Download Free Aircraft Aerodynamic Parameter Estimation From Flight Data Using Neural Partial Differentiation Book in PDF and EPUB Free Download. You can read online Aircraft Aerodynamic Parameter Estimation From Flight Data Using Neural Partial Differentiation and write the review.

This book presents neural partial differentiation as an estimation algorithm for extracting aerodynamic derivatives from flight data. It discusses neural modeling of the aircraft system. The neural partial differentiation approach discussed in the book helps estimate parameters with their statistical information from the noisy data. Moreover, this method avoids the need for prior information about the aircraft model parameters. The objective of the book is to extend the use of the neural partial differentiation method to the multi-input multi-output aircraft system for the online estimation of aircraft parameters from an established neural model. This approach will be relevant for the design of an adaptive flight control system. The book also discusses the estimation of aerodynamic derivatives of rigid and flexible aircraft which are treated separately. The longitudinal and lateral-directional derivatives of aircraft are estimated from flight data. Besides the aerodynamic derivatives, mode shape parameters of flexible aircraft are also identified in the book as part of identification for the state space aircraft model. Since the detailed description of the approach is illustrated through the block diagram and their results are presented in tabular form with figures of parameters converge to their estimates, the contents of this book are intended for readers who want to pursue a postgraduate and doctoral degree in science and engineering. This book is useful for practicing scientists, engineers, and teachers in the field of aerospace engineering.

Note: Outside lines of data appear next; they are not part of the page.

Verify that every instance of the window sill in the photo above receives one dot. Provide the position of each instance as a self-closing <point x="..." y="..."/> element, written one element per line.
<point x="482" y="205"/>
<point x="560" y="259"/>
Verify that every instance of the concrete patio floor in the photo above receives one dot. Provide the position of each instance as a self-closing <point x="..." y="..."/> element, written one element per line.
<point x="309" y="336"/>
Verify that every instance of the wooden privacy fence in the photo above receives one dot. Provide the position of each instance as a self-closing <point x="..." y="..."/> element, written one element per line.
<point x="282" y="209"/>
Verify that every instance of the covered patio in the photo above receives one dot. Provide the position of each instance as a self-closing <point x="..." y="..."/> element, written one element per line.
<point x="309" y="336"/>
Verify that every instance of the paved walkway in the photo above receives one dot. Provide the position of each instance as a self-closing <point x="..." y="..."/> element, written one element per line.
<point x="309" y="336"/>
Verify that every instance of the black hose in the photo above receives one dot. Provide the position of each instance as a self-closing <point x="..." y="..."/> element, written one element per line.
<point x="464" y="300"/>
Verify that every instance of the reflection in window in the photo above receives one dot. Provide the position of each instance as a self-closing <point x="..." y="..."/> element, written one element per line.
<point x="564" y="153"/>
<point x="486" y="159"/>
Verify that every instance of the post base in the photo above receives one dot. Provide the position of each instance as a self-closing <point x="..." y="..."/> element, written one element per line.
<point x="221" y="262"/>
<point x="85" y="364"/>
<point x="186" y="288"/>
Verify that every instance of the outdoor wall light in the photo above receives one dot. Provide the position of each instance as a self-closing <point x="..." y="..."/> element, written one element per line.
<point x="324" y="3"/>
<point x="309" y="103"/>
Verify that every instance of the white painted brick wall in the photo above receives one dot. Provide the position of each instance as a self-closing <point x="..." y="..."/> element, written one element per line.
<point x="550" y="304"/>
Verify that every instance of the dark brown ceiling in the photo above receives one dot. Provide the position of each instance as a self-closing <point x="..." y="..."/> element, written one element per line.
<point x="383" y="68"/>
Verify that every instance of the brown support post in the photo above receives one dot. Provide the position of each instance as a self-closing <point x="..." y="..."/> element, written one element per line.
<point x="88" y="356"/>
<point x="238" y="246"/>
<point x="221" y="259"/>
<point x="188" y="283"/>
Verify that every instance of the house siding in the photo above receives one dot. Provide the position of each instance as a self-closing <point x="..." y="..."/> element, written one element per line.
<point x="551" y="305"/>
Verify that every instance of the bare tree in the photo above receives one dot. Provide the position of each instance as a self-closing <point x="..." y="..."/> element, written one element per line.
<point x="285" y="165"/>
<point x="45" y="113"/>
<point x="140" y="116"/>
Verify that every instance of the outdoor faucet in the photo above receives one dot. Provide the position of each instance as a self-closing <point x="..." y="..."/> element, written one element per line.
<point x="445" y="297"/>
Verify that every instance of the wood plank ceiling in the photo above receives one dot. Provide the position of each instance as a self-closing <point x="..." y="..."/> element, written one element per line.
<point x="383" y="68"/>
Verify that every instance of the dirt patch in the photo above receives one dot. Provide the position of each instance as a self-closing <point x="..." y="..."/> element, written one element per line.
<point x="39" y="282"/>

This book presents an overview of air traffic management and control. Chapters cover such topics as human factors in quality control, behavioral modeling of electric aircraft, aviation English, radar target classification, occupational health and safety, and terminal airspace sector capacity.
As technology continues to become more sophisticated, mimicking natural processes and phenomena becomes more of a reality. Continued research in the field of natural computing enables an understanding of the world around us, in addition to opportunities for manmade computing to mirror the natural processes and systems that have existed for centuries. Nature-Inspired Algorithms for Big Data Frameworks is a collection of innovative research on the methods and applications of extracting meaningful information from data using algorithms that are capable of handling the constraints of processing time, memory usage, and the dynamic and unstructured nature of data. Highlighting a range of topics including genetic algorithms, data classification, and wireless sensor networks, this book is ideally designed for computer engineers, software developers, IT professionals, academicians, researchers, and upper-level students seeking current research on the application of nature and biologically inspired algorithms for handling challenges posed by big data in diverse environments.

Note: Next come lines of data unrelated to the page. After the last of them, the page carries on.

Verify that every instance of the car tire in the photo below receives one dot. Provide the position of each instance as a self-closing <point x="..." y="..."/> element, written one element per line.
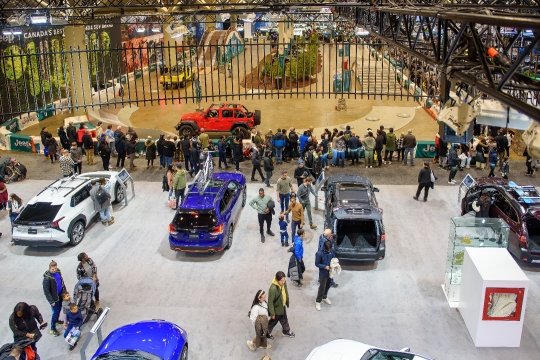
<point x="229" y="237"/>
<point x="119" y="193"/>
<point x="184" y="354"/>
<point x="76" y="233"/>
<point x="185" y="130"/>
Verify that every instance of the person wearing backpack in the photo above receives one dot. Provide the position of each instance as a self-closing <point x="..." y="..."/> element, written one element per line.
<point x="102" y="200"/>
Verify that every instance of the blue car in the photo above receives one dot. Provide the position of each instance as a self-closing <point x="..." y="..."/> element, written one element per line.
<point x="205" y="223"/>
<point x="148" y="340"/>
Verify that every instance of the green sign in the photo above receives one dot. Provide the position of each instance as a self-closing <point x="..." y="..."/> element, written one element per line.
<point x="12" y="125"/>
<point x="20" y="143"/>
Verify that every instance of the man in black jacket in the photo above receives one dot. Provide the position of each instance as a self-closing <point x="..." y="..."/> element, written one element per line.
<point x="159" y="145"/>
<point x="185" y="145"/>
<point x="256" y="162"/>
<point x="424" y="181"/>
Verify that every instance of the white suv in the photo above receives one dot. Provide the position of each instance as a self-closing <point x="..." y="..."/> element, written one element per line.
<point x="61" y="212"/>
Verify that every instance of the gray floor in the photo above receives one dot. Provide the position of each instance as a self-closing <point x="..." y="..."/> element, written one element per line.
<point x="394" y="303"/>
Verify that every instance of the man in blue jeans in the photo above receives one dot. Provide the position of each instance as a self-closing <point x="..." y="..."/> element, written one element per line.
<point x="409" y="143"/>
<point x="283" y="191"/>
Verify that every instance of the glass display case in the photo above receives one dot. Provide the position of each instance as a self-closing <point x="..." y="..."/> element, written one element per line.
<point x="469" y="232"/>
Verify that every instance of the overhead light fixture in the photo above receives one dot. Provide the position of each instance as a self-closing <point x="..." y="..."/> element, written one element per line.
<point x="38" y="18"/>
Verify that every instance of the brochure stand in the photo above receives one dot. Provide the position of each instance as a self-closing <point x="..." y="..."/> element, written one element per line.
<point x="493" y="297"/>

This book provides a comprehensive overview of both the theoretical underpinnings and the practical application of aircraft modeling based on experimental data also known as aircraft system identification. Much of the material presented comes from the authors own extensive research and teaching activities at the NASA Langley Research Center, and is based on real-world applications of system identification to aircraft. The book uses actual flight-test and wind-tunnel data for case studies and examples, and is a valuable resource for researchers and practicing engineers, as well as a textbook for postgraduate and senior-level courses. [...] The methods and algorithms explained in the book are implemented in a NASA software toolbox called SIDPAC (System IDentification Programs for AirCraft). SIDPAC is written in MATLAB®, and is available by request from NASA Langley Research Center. SIDPAC is composed of many different tools that implement a wide variety of approaches explained fully in the book. These tools can be readily applied to solve aircraft system identification problems.
A selection of annotated references to unclassified reports and journal articles that were introduced into the NASA scientific and technical information system and announced in Scientific and technical aerospace reports (STAR) and International aerospace abstracts (IAA).